[Docs] [txt|pdf] [Tracker] [Email] [Nits]

Versions: 00 01 02 03 04 05 RFC 4180

Network Working Group                                    Y. Shafranovich
Internet-Draft                            SolidMatrix Technologies, Inc.
Expires: August 6, 2005                                 February 2, 2005


                        MIME Type for CSV Files
                   draft-shafranovich-mime-csv-00.txt

Status of this Memo

   This document is an Internet-Draft and is subject to all provisions
   of Section 3 of RFC 3667.  By submitting this Internet-Draft, each
   author represents that any applicable patent or other IPR claims of
   which he or she is aware have been or will be disclosed, and any of
   which he or she become aware will be disclosed, in accordance with
   RFC 3668.

   Internet-Drafts are working documents of the Internet Engineering
   Task Force (IETF), its areas, and its working groups.  Note that
   other groups may also distribute working documents as
   Internet-Drafts.

   Internet-Drafts are draft documents valid for a maximum of six months
   and may be updated, replaced, or obsoleted by other documents at any
   time.  It is inappropriate to use Internet-Drafts as reference
   material or to cite them other than as "work in progress."

   The list of current Internet-Drafts can be accessed at
   http://www.ietf.org/ietf/1id-abstracts.txt.

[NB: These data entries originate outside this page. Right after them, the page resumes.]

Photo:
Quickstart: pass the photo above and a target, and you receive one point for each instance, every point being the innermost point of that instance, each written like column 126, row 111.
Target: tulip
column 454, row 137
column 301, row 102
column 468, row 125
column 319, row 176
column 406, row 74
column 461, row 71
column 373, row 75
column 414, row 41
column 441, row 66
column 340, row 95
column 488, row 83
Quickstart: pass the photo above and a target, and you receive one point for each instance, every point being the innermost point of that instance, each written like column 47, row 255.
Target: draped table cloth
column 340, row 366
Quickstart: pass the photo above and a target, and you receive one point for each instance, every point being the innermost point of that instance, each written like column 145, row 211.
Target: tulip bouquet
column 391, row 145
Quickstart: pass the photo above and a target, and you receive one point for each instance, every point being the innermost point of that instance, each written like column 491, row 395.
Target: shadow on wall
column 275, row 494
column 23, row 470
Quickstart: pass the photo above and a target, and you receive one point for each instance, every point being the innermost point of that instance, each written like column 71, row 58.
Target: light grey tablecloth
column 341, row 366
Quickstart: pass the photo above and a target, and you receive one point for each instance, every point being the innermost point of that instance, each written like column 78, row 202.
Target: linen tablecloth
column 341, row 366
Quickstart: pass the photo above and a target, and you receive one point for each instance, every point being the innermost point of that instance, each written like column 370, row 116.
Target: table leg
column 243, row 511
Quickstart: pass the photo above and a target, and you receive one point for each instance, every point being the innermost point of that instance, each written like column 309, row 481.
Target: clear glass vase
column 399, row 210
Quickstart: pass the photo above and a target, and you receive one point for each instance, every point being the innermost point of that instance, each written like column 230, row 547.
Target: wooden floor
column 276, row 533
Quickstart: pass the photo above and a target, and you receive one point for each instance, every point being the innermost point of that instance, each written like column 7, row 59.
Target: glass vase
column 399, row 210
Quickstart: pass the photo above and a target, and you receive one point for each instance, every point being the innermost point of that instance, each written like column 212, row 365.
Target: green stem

   The list of Internet-Draft Shadow Directories can be accessed at
   http://www.ietf.org/shadow.html.

   This Internet-Draft will expire on August 6, 2005.

Copyright Notice

   Copyright (C) The Internet Society (2005).

Abstract

   This document defines MIME types "text/csv" and
   "text/comma-separated-values"  which used for Comma-Separated Values
   (CSV) files.







Shafranovich             Expires August 6, 2005                 [Page 1]

Internet-Draft           MIME Type for CSV Files           February 2005


Table of Contents

   1.  Introduction . . . . . . . . . . . . . . . . . . . . . . . . .  3
   2.  MIME Type Registration of text/csv and
       text/comma-separated-values  . . . . . . . . . . . . . . . . .  3
   3.  IANA Considerations  . . . . . . . . . . . . . . . . . . . . .  4
   4.  Security Considerations  . . . . . . . . . . . . . . . . . . .  5
   5.  References . . . . . . . . . . . . . . . . . . . . . . . . . .  5
     5.1   Normative References . . . . . . . . . . . . . . . . . . .  5
     5.2   Informative References . . . . . . . . . . . . . . . . . .  5
       Author's Address . . . . . . . . . . . . . . . . . . . . . . .  5
   A.  Appendix A - Discussion of the CSV format  . . . . . . . . . .  6
       Intellectual Property and Copyright Statements . . . . . . . .  8






































Shafranovich             Expires August 6, 2005                 [Page 2]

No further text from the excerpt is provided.